Je la regardai pour comprendre si elle plaisantait. Non elle ne plaisantait pas, mais elle le fit aussitôt après, avec une allusion à Antonio :
« Et lui il la connaît, ta valeur ?
— On est ensemble depuis vingt jours.
— Tu l’aimes ?
— Non.
— Et alors ? »
Je la défiai du regard :
« Et toi, tu aimes Stefano ? »
Elle dit, sérieuse :
« Beaucoup.
— Plus que tes parents, plus que Rino ?
— Plus que tout le monde, mais pas plus que toi.
— Tu te moques de moi ! »
Cependant je me disais aussi : elle a beau se moquer de moi, c’est quand même bien de bavarder comme ça, au soleil, assises sur le ciment chaud avec les pieds dans l’eau ; tant pis si elle ne m’a pas demandé quel livre j’étais en train de lire ; tant pis si elle ne s’est pas renseignée sur mes examens de fin de petit lycée ; peut-être que tout n’est pas fini : même après son mariage, quelque chose continuera entre nous. Je lui dis :
« Je viens ici tous les jours. Pourquoi tu ne viens pas toi aussi ? »

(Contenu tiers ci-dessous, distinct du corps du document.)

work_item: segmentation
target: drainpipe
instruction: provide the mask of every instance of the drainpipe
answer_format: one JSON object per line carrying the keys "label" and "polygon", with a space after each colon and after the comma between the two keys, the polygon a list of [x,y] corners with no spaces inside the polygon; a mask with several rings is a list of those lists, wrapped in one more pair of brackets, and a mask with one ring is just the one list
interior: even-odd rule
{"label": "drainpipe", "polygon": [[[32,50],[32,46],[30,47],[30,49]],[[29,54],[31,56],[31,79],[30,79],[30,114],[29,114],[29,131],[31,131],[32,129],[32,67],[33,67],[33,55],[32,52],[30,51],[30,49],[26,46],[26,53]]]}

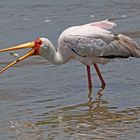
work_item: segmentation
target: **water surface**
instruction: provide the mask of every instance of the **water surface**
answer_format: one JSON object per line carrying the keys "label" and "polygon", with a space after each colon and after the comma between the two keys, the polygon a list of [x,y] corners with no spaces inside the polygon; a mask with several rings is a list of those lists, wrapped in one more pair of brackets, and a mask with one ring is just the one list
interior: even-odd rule
{"label": "water surface", "polygon": [[[67,27],[107,18],[118,24],[115,33],[140,42],[139,9],[139,0],[2,0],[0,48],[42,36],[57,45]],[[12,59],[1,53],[0,68]],[[36,56],[17,64],[0,79],[0,140],[139,140],[139,63],[100,66],[105,89],[92,69],[91,95],[79,62],[53,66]]]}

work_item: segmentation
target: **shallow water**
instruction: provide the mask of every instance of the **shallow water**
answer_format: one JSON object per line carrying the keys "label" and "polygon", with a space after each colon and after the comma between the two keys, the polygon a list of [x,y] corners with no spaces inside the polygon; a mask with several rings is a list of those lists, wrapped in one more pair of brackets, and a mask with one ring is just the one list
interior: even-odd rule
{"label": "shallow water", "polygon": [[[140,42],[139,9],[139,0],[2,0],[0,48],[39,36],[57,44],[65,28],[106,18],[118,24],[114,32]],[[0,68],[11,59],[1,53]],[[0,140],[139,140],[139,62],[100,66],[105,89],[93,69],[91,95],[79,62],[53,66],[36,56],[17,64],[0,79]]]}

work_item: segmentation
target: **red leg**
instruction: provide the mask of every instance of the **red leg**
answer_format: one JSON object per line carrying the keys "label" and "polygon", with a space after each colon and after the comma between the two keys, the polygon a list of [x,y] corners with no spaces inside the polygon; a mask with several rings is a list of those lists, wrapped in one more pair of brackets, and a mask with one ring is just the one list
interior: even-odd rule
{"label": "red leg", "polygon": [[92,80],[91,80],[91,72],[90,72],[90,66],[87,65],[87,76],[88,76],[88,88],[89,91],[92,91]]}
{"label": "red leg", "polygon": [[106,84],[105,84],[105,81],[104,81],[104,79],[102,77],[102,74],[101,74],[101,72],[100,72],[100,70],[98,68],[98,65],[97,64],[94,64],[94,68],[95,68],[95,70],[96,70],[96,72],[97,72],[97,74],[99,76],[99,79],[100,79],[100,81],[102,83],[102,87],[105,87]]}

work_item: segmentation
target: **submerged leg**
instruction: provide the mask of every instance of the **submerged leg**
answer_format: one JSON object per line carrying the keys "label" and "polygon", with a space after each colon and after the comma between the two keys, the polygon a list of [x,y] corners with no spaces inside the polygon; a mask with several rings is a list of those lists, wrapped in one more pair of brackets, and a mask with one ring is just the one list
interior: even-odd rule
{"label": "submerged leg", "polygon": [[88,88],[89,92],[92,91],[92,80],[91,80],[91,72],[90,72],[90,66],[87,65],[87,76],[88,76]]}
{"label": "submerged leg", "polygon": [[96,70],[96,72],[98,74],[98,77],[99,77],[99,79],[100,79],[100,81],[102,83],[102,87],[105,87],[106,84],[105,84],[105,81],[104,81],[104,79],[102,77],[102,74],[101,74],[101,72],[100,72],[100,70],[98,68],[98,65],[97,64],[94,64],[94,68],[95,68],[95,70]]}

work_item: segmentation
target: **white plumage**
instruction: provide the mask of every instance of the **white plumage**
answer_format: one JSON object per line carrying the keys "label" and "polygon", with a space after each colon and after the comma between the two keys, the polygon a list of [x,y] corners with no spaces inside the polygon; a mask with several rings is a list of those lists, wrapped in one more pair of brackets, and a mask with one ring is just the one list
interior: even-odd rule
{"label": "white plumage", "polygon": [[90,89],[92,87],[90,65],[92,64],[97,71],[102,86],[105,86],[105,82],[98,69],[97,63],[104,64],[116,57],[140,57],[140,48],[136,42],[125,35],[113,34],[110,29],[114,26],[116,26],[115,23],[104,20],[70,27],[61,33],[58,39],[58,50],[55,49],[51,41],[47,38],[39,38],[34,42],[2,49],[0,52],[32,48],[32,50],[25,56],[10,63],[2,69],[0,73],[31,55],[40,55],[52,64],[64,64],[71,59],[76,59],[87,65]]}

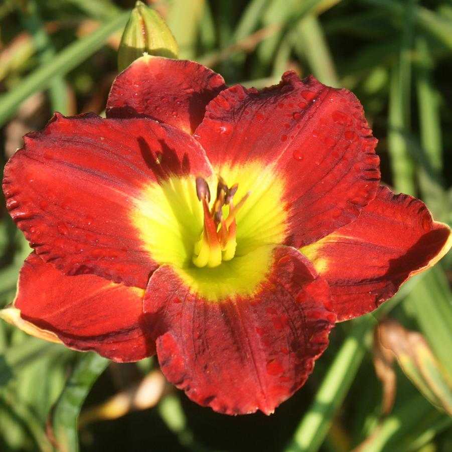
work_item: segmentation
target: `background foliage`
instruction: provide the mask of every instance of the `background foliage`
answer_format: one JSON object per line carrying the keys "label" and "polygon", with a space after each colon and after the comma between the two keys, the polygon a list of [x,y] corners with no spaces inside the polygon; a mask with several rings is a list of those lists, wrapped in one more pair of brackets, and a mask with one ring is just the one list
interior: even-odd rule
{"label": "background foliage", "polygon": [[[181,58],[209,66],[229,84],[260,88],[294,69],[353,91],[379,139],[384,182],[418,196],[437,220],[452,222],[450,1],[148,3],[166,18]],[[0,3],[2,167],[22,136],[43,127],[53,111],[103,111],[133,6]],[[1,208],[4,306],[14,298],[30,250]],[[76,450],[78,436],[83,451],[451,450],[452,419],[444,411],[452,409],[451,266],[449,253],[375,313],[339,325],[306,385],[269,417],[230,417],[196,405],[165,383],[153,359],[109,365],[2,322],[0,449]],[[372,333],[386,316],[420,332],[435,358],[412,348],[405,373],[395,368],[395,383],[387,363],[379,373],[383,391]]]}

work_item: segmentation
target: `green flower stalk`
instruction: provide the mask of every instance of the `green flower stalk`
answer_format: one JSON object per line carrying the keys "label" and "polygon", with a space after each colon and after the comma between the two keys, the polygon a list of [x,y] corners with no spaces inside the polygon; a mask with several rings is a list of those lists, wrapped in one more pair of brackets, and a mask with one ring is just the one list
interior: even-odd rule
{"label": "green flower stalk", "polygon": [[144,53],[177,58],[178,46],[170,29],[155,10],[137,2],[127,23],[118,51],[119,72]]}

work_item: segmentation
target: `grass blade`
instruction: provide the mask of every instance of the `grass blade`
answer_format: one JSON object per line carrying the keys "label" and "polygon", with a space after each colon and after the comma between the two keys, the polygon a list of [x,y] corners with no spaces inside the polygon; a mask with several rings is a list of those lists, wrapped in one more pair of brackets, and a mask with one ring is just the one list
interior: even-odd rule
{"label": "grass blade", "polygon": [[61,450],[79,450],[77,417],[91,386],[109,363],[106,358],[89,352],[83,355],[74,368],[53,412],[54,434]]}
{"label": "grass blade", "polygon": [[63,76],[100,49],[113,33],[123,27],[129,13],[109,20],[86,38],[68,46],[44,66],[40,66],[11,91],[0,96],[0,126],[17,111],[21,103],[36,91],[47,88],[57,74]]}
{"label": "grass blade", "polygon": [[375,326],[367,315],[354,321],[345,340],[285,452],[315,452],[322,445],[332,420],[355,378],[364,355],[363,344]]}

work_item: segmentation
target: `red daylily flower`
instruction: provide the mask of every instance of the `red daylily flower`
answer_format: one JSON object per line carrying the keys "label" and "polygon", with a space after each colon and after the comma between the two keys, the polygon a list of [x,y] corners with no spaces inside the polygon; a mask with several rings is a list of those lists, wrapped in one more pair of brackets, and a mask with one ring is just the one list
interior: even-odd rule
{"label": "red daylily flower", "polygon": [[3,317],[117,361],[157,352],[216,411],[272,412],[337,321],[450,247],[422,202],[379,186],[355,96],[312,77],[228,88],[144,56],[107,115],[56,114],[7,164],[8,206],[35,251]]}

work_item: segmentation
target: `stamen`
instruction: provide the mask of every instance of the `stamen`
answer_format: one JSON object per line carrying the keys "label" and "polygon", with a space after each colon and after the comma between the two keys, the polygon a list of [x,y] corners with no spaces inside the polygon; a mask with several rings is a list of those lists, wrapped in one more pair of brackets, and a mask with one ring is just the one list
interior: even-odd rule
{"label": "stamen", "polygon": [[201,176],[196,177],[196,194],[198,199],[201,201],[203,198],[207,198],[207,202],[210,202],[210,190],[209,185]]}
{"label": "stamen", "polygon": [[[207,182],[201,176],[196,178],[196,194],[201,201],[204,211],[204,227],[200,239],[195,244],[193,263],[198,267],[216,267],[222,260],[230,260],[235,254],[237,247],[237,225],[235,217],[249,196],[247,193],[234,206],[232,198],[237,192],[238,184],[230,188],[218,176],[217,196],[209,210],[210,191]],[[229,213],[225,219],[223,207],[229,205]],[[218,226],[220,226],[219,228]]]}
{"label": "stamen", "polygon": [[229,214],[228,218],[226,219],[226,226],[229,228],[231,226],[232,222],[235,219],[238,211],[240,210],[245,201],[248,199],[248,197],[251,194],[251,192],[248,192],[232,209],[229,209]]}

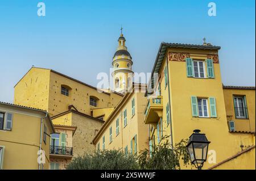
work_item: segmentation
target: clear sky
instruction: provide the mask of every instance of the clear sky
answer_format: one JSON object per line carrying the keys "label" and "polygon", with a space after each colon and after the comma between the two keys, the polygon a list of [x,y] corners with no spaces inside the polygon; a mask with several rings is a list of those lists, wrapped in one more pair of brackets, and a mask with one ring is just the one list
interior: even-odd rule
{"label": "clear sky", "polygon": [[[37,15],[45,3],[46,16]],[[208,15],[214,2],[217,16]],[[255,1],[0,2],[0,101],[32,65],[96,86],[109,71],[121,24],[134,71],[151,72],[162,41],[221,47],[222,82],[255,86]]]}

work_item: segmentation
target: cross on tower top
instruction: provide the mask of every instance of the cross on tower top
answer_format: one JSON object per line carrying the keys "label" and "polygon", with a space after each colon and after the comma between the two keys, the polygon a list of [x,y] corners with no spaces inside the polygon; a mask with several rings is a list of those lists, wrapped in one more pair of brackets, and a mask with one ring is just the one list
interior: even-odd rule
{"label": "cross on tower top", "polygon": [[120,30],[121,31],[121,35],[122,35],[123,34],[123,27],[122,27],[122,26],[121,26],[121,29],[120,29]]}

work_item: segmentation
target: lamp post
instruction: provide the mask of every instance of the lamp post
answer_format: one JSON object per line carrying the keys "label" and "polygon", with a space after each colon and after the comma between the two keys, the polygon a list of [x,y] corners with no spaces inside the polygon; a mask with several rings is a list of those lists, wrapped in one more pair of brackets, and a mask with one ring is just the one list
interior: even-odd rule
{"label": "lamp post", "polygon": [[198,170],[201,169],[207,160],[208,145],[210,142],[205,134],[200,133],[200,131],[199,129],[193,131],[187,145],[191,163],[194,164]]}

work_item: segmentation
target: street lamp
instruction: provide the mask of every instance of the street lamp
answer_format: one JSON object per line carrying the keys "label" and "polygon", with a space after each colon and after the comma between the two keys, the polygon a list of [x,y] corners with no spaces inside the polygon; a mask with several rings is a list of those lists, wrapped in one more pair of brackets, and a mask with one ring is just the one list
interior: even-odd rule
{"label": "street lamp", "polygon": [[210,142],[207,140],[205,134],[199,133],[199,129],[193,131],[193,133],[189,137],[187,149],[189,154],[191,163],[196,168],[201,170],[207,158],[208,145]]}

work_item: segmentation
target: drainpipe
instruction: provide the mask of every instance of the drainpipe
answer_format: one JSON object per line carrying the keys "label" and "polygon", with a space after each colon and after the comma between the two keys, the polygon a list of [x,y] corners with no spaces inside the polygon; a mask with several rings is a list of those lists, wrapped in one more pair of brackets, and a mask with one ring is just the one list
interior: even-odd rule
{"label": "drainpipe", "polygon": [[[40,147],[39,147],[39,154],[40,154],[40,151],[42,150],[42,132],[43,130],[43,121],[44,119],[46,119],[46,117],[47,117],[48,116],[48,112],[46,112],[46,116],[43,117],[41,117],[41,127],[40,128]],[[40,164],[40,163],[38,163],[38,170],[40,170],[41,169],[41,164]]]}
{"label": "drainpipe", "polygon": [[169,77],[169,68],[168,66],[168,57],[166,57],[166,65],[167,66],[167,77],[168,77],[168,94],[169,96],[169,103],[168,103],[168,106],[169,106],[169,116],[170,116],[170,127],[171,128],[171,146],[172,149],[174,149],[174,140],[172,138],[172,118],[171,118],[171,95],[170,93],[170,77]]}

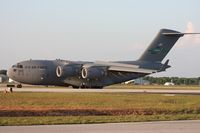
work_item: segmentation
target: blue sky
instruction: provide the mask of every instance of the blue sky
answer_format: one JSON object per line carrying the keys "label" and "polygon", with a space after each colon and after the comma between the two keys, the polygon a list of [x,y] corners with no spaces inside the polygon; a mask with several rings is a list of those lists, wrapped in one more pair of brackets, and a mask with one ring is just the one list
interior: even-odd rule
{"label": "blue sky", "polygon": [[[199,0],[0,0],[0,69],[27,59],[136,60],[159,29],[200,32]],[[181,38],[173,67],[200,76],[200,36]]]}

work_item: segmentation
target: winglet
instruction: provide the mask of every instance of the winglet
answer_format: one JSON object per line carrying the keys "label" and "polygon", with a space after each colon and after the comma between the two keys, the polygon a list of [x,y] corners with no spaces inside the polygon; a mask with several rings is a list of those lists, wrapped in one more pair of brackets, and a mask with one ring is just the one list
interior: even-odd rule
{"label": "winglet", "polygon": [[166,62],[162,65],[162,67],[160,68],[160,70],[158,70],[158,72],[162,72],[165,71],[167,68],[171,67],[169,64],[169,59],[166,60]]}

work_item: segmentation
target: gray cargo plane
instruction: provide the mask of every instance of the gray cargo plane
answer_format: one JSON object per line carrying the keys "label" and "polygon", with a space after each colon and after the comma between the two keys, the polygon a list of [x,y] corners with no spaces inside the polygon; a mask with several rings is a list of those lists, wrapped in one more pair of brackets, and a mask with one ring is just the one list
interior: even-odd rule
{"label": "gray cargo plane", "polygon": [[[103,88],[165,71],[169,60],[161,63],[176,41],[185,34],[161,29],[142,56],[136,61],[84,62],[68,60],[27,60],[13,65],[8,76],[19,83],[31,85]],[[21,87],[19,85],[18,87]]]}

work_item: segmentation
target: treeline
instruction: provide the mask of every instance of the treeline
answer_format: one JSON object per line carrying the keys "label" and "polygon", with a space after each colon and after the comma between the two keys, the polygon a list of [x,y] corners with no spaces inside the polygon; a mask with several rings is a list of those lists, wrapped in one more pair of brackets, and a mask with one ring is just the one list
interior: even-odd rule
{"label": "treeline", "polygon": [[199,85],[200,77],[198,78],[179,78],[179,77],[144,77],[151,84],[163,85],[166,82],[173,82],[175,85]]}

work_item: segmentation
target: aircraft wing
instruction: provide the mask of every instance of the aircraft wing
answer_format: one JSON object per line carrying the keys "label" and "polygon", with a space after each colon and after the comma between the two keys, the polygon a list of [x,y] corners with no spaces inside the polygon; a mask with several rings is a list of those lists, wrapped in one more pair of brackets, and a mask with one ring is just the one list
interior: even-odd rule
{"label": "aircraft wing", "polygon": [[110,71],[121,71],[121,72],[133,72],[133,73],[155,73],[156,70],[143,69],[143,68],[131,68],[131,67],[121,67],[121,66],[110,66],[108,68]]}
{"label": "aircraft wing", "polygon": [[98,61],[98,62],[95,62],[95,64],[97,64],[97,66],[98,65],[99,66],[106,66],[106,67],[108,67],[109,71],[146,73],[146,74],[157,72],[157,70],[139,68],[138,65],[131,65],[131,64],[124,64],[124,63]]}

Cette suggestion lui plut beaucoup et elle en parla à Stefano, qui fut d’accord. Ce fut une belle journée pendant laquelle tous, miraculeusement, nous nous sentîmes à l’aise. Puis le soleil commença à décliner, c’était l’heure de ramener les filles. Stefano se rendit à la caisse et là il découvrit qu’Antonio avait déjà tout payé. Il en fut vraiment navré et remercia chaleureusement. Au retour, dès que Stefano et Lila eurent filé dans la décapotable, je disputai Antonio. Melina et Ada lavaient les escaliers d’immeubles et lui gagnait des clopinettes au garage.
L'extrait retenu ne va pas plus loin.